There's been rumours, but I can't actually find anything to related to how it would perform.

Reece.


----------



## KuJoe (Aug 6, 2013)

I do all of my development on ESXi hosts and the majority of my development is for OpenVZ so I run a handful of OpenVZ nodes as VMware VMs. Then again, the loads are minimal and the servers aren't using RAID so I cannot comment on performance for a production node but I can say I haven't seen a performance hit between VMware -> OpenVZ versus Bare metal -> OpenVZ on similar hardware.


----------



## JDiggity (Aug 6, 2013)

cue @Francisco as this was a tactic of BuyVM when they first started I believe.  Correct me if I am wrong.  Fran can explain it in full detail and how it works.  I think fran did run into some issues with it.


----------



## imperio (Aug 6, 2013)

I remember discussing this implementation on LET with some concerns.

http://lowendtalk.com/discussion/10300/the-truth-about-buyvm-and-its-shilling/p6


----------



## Francisco (Aug 6, 2013)

24khost said:


> cue @Francisco as this was a tactic of BuyVM when they first started I believe.  Correct me if I am wrong.  Fran can explain it in full detail and how it works.  I think fran did run into some issues with it.


Yep, and it failed horribly  The original plan was to get a nice SAN in place and be able to hot migrate whole nodes when we needed to do hardware maintenance. It's pretty damn ugly to do HA with openvz otherwise so this was our brilliant idea to get around NFS shares and vzmigrate.

Even w/ ballooning turned off vmware was a total mess. You have to run 'vmtools' to make the VM perform well but the problem is the drivers don't stay 'loaded'. Even on the desktop version of vmware if you let a VM idle for a while then come back to it? It'll be tanked and require a vmtool restart.

It was a good idea on paper but didn't work in the end.

Francisco


----------



## Reece-DM (Aug 10, 2013)

Francisco said:


> Yep, and it failed horribly  The original plan was to get a nice SAN in place and be able to hot migrate whole nodes when we needed to do hardware maintenance. It's pretty damn ugly to do HA with openvz otherwise so this was our brilliant idea to get around NFS shares and vzmigrate.
> 
> 
> Even w/ ballooning turned off vmware was a total mess. You have to run 'vmtools' to make the VM perform well but the problem is the drivers don't stay 'loaded'. Even on the desktop version of vmware if you let a VM idle for a while then come back to it? It'll be tanked and require a vmtool restart.
> ...


I appreciate your time in telling us about your venture with this idea.

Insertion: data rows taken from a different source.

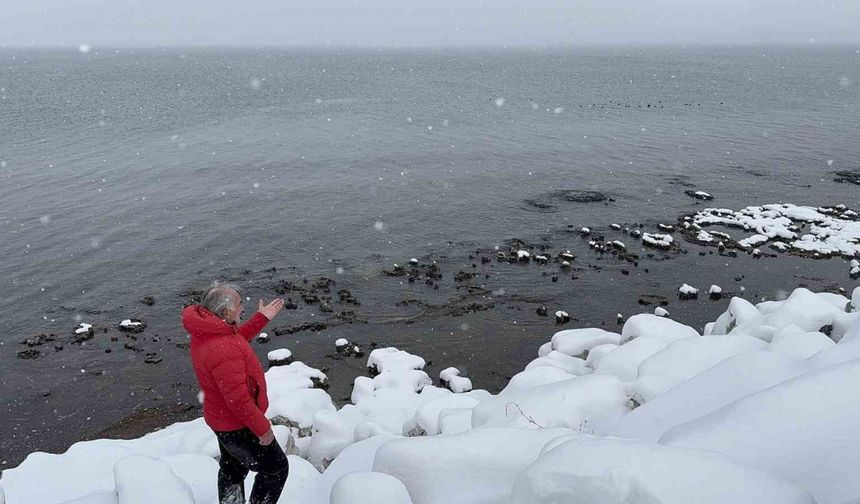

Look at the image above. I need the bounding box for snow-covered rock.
[550,328,621,358]
[267,348,293,366]
[631,335,767,402]
[614,350,806,442]
[620,314,699,344]
[596,336,675,381]
[373,428,570,504]
[368,348,426,374]
[439,367,472,393]
[500,367,573,394]
[524,351,591,376]
[472,375,628,433]
[331,472,413,504]
[113,456,195,504]
[662,357,860,504]
[510,437,814,504]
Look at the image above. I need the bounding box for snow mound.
[331,472,413,504]
[620,314,699,344]
[614,350,806,442]
[550,328,621,357]
[373,428,570,504]
[472,375,628,433]
[113,455,195,504]
[439,367,472,393]
[524,351,591,376]
[510,437,814,504]
[662,357,860,504]
[368,348,426,374]
[632,334,767,402]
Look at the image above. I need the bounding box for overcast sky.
[1,0,858,48]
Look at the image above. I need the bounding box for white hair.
[200,281,240,318]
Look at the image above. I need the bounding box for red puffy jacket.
[182,305,272,436]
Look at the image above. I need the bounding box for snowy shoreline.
[2,286,859,503]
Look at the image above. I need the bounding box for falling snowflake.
[553,107,564,114]
[494,97,505,107]
[335,267,345,275]
[78,44,91,54]
[250,78,262,90]
[39,215,51,225]
[373,221,386,232]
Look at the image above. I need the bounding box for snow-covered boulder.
[373,428,570,504]
[613,350,806,442]
[439,367,472,393]
[510,437,814,504]
[368,348,426,374]
[472,375,628,433]
[267,388,337,434]
[662,357,860,504]
[267,348,293,366]
[620,314,699,344]
[113,456,194,504]
[767,326,836,359]
[584,343,618,369]
[266,361,328,399]
[631,335,767,401]
[160,454,218,504]
[500,367,572,394]
[595,336,674,381]
[331,472,413,504]
[410,392,489,435]
[550,328,621,358]
[524,351,591,376]
[307,435,395,504]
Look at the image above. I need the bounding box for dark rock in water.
[833,170,860,185]
[558,190,608,203]
[536,306,548,317]
[54,344,64,351]
[301,293,320,304]
[819,325,834,337]
[73,330,95,344]
[454,271,476,282]
[273,322,328,336]
[314,277,336,291]
[684,190,714,201]
[709,290,723,301]
[144,353,162,364]
[140,296,156,306]
[124,342,143,352]
[17,348,40,359]
[522,190,608,212]
[551,275,559,283]
[21,334,55,347]
[284,298,298,310]
[319,301,334,313]
[637,295,669,306]
[383,265,407,277]
[338,289,360,305]
[118,319,147,334]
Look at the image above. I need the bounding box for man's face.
[223,290,243,324]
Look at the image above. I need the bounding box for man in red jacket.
[182,282,286,504]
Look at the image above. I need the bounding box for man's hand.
[258,298,285,320]
[258,428,275,446]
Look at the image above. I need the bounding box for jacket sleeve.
[206,343,271,437]
[238,312,270,342]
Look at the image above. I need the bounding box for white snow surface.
[330,472,413,504]
[5,291,860,504]
[511,436,814,504]
[550,327,621,357]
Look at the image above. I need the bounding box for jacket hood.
[182,305,234,339]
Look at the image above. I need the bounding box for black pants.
[214,428,290,504]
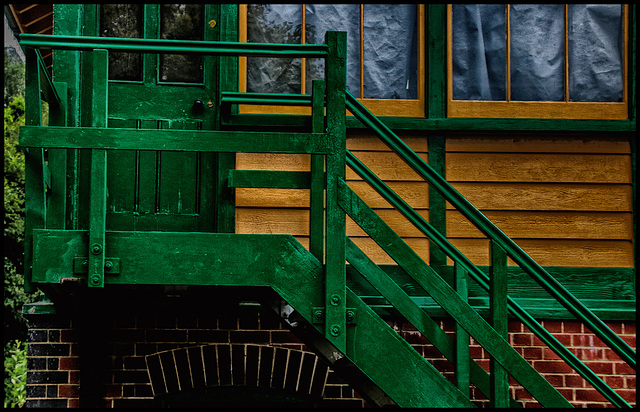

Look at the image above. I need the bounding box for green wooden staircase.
[18,32,635,408]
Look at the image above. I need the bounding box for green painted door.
[86,4,223,232]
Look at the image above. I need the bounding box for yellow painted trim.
[449,101,629,120]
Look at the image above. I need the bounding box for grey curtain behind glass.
[510,4,565,101]
[247,4,418,99]
[452,4,623,102]
[568,4,623,102]
[452,4,506,101]
[246,5,303,93]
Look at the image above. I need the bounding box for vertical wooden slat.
[506,5,511,103]
[88,49,108,288]
[23,47,46,293]
[564,4,569,103]
[215,4,238,233]
[454,262,470,398]
[490,239,509,407]
[324,31,347,351]
[428,135,446,267]
[46,82,68,229]
[309,80,326,261]
[359,4,364,99]
[300,4,306,95]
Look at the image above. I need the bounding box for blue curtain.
[452,4,623,102]
[247,4,419,99]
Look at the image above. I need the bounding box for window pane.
[362,4,418,99]
[510,4,564,102]
[452,4,506,101]
[305,4,360,97]
[246,4,302,93]
[100,4,143,81]
[160,4,204,83]
[568,4,623,102]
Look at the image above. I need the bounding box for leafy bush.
[5,94,40,344]
[4,340,27,408]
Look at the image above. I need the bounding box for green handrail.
[221,92,313,106]
[346,150,630,408]
[19,34,329,57]
[345,91,635,371]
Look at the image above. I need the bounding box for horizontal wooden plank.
[235,181,430,209]
[446,153,631,183]
[236,153,310,171]
[19,126,332,154]
[236,151,430,181]
[236,208,632,241]
[447,239,634,268]
[236,208,431,238]
[448,211,633,240]
[347,152,428,181]
[446,135,631,154]
[349,237,430,265]
[236,188,309,208]
[347,130,428,152]
[349,265,635,303]
[32,230,323,287]
[240,184,631,214]
[450,182,632,212]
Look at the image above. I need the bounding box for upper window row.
[98,4,629,120]
[242,3,628,119]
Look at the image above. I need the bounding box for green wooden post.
[310,80,326,261]
[46,82,68,229]
[88,49,108,288]
[324,31,347,351]
[490,240,510,407]
[454,262,471,398]
[23,47,46,293]
[427,5,448,119]
[213,4,236,234]
[428,135,447,267]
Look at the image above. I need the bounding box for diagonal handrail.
[345,91,635,369]
[345,150,630,408]
[344,92,634,407]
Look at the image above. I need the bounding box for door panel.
[88,4,221,233]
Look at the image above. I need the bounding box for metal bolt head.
[346,310,355,322]
[330,325,341,337]
[330,294,340,306]
[90,244,102,255]
[90,274,101,286]
[314,310,324,320]
[104,261,113,271]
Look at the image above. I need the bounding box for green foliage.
[3,340,27,408]
[4,53,40,345]
[4,49,25,108]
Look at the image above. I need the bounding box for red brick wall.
[25,303,635,408]
[24,302,365,408]
[396,318,636,408]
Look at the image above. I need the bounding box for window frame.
[237,4,426,117]
[447,4,629,120]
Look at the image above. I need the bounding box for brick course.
[25,302,635,408]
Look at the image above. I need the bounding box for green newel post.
[324,31,347,351]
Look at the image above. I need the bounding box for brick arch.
[145,344,329,402]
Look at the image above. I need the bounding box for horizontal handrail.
[346,150,631,408]
[19,34,329,57]
[221,92,314,106]
[345,90,635,371]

What issues did you face? And what about your trials of XEN?


----------



## ComputerTrophy (Aug 10, 2013)

Wouldn't it be immediately obvious, that running a container inside a container will have performance issues?


----------



## Francisco (Aug 10, 2013)

Reece said:


> I appreciate your time in telling us about your venture with this idea.
> 
> What issues did you face? And what about your trials of XEN?


We used XEN for internal stuff, namely our old SQL box. It ran fine but I hated citrix's client. It's really annoying, requires windows, and there really was no reason to keep it like that. In the end we've moved our SQL's onto dedicated internal OVZ nodes to make big migrations easy. Migrating cpanel based boxes is a pain in the ASS so vzmigrate makes life really easy.



InvokeVM-Kelvin said:


> Wouldn't it be immediately obvious, that running a container inside a container will have performance issues?


Sure. It takes a lot of work to make KVM not suck when you're throwing a ton of work load at it.

Francisco


----------



## splitice (Aug 11, 2013)

I have a similar setup with OpenVZ in KVM. I don't know about its performance or stability (outside of a few basic tasks) really though, its only used for mass testing a couple of daemons over a virtual network.


----------